The best way to boost turnout in a wave is with a classic psychological influence technique: social proof, the principle that people look to other people for cues about how to behave. A potentially high turnout wave election lends itself to a simple, compelling and proven GOTV message: everyone else is voting and you should too.
The danger for those on the losing side of a potential wave is reckless risk-taking, especially the kind motivated by a sense of urgency in the face of potentially debilitating losses.
Consider as a potential example of this the GOP’s decision to plow forward with Brett Kavanaugh’s confirmation to the U.S. Supreme Court after credible accusations of assault surfaced. Many Republican politicians, pundits, and strategists pointed to expected election losses and uncertainties as justification for confirming Kavanaugh regardless.
History will be the judge of whether this risk, from the Republican Party’s point of view, ultimately was worth it. But subsequent polls have made clear that in the short-term, it’s Democrats who are benefitting.
Sometimes risks taken in the face of losses work out. But at least as often, they just dig a deeper grave for the losing side.
Precedents
The most widely expected outcome of the 2018 midterms is that Democrats will win big in the House and Republicans will hang on to the Senate with a net loss or gain of only one or two seats.
The closest historical analogue to such a scenario is the 1982 midterms. Back then, Democrats picked up 26 House seats and Republicans gained one seat in the Senate.
The key difference is that Democrats went into the 1982 midterms with an already-formidable majority in the House, something Democrats might have enjoyed in the present era were it not for extreme gerrymandering, vote suppression, laissez-faire campaign finance laws, and intervention from Moscow tipping the scales overwhelmingly in favor of Republicans. But that’s another story.

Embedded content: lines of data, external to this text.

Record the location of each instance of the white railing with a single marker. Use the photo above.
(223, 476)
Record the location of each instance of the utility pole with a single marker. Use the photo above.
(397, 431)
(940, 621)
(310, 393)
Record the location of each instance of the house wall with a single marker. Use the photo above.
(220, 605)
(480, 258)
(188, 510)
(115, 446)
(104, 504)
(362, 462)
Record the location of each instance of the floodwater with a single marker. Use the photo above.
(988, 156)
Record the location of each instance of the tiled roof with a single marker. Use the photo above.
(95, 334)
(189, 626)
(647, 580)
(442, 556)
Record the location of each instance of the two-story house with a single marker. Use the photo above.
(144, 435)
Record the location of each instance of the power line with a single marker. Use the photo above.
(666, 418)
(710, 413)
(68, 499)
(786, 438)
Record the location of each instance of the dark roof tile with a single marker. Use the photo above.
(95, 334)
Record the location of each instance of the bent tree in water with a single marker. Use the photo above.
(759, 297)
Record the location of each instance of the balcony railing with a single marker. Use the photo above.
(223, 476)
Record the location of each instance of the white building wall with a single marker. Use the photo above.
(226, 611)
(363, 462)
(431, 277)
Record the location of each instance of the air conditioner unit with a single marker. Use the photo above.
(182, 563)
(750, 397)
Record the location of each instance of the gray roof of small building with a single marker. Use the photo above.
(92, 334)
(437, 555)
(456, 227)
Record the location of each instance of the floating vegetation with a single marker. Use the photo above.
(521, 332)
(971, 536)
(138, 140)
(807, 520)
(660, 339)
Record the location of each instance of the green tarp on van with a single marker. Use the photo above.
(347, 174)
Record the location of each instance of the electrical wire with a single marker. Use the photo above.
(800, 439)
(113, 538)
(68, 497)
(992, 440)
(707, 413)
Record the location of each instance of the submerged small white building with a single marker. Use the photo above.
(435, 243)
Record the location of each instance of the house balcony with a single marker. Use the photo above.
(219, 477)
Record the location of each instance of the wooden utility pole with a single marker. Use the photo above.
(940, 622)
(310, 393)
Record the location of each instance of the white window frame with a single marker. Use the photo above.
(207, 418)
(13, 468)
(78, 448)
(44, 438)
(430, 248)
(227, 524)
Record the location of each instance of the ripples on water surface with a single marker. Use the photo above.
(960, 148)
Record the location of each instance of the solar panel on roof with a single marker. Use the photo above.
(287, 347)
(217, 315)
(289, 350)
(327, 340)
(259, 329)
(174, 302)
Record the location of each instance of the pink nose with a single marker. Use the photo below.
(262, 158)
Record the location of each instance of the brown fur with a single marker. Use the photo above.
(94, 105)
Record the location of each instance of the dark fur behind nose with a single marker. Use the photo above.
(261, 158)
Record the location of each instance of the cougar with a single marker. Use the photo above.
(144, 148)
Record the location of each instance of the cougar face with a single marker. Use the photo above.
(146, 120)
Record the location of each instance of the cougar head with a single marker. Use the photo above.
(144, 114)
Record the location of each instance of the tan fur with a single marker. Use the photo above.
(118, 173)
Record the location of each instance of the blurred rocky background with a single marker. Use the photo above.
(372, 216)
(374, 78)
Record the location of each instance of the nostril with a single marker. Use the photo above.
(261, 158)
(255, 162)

Some political scientists have estimated that Democrats may need to win the congressional popular vote by as much as 11 points to retake the House. That’s an extremely high bar, even in a wave election, and a recipe for a dangerous crisis of legitimacy.
If a wave materializes at the ballot box, but not in the halls of power, can anyone plausibly call the political system that produced this situation representative?
Before you answer, take a moment to reflect on this self-evident truth: There’s nothing more American than a fight for representation.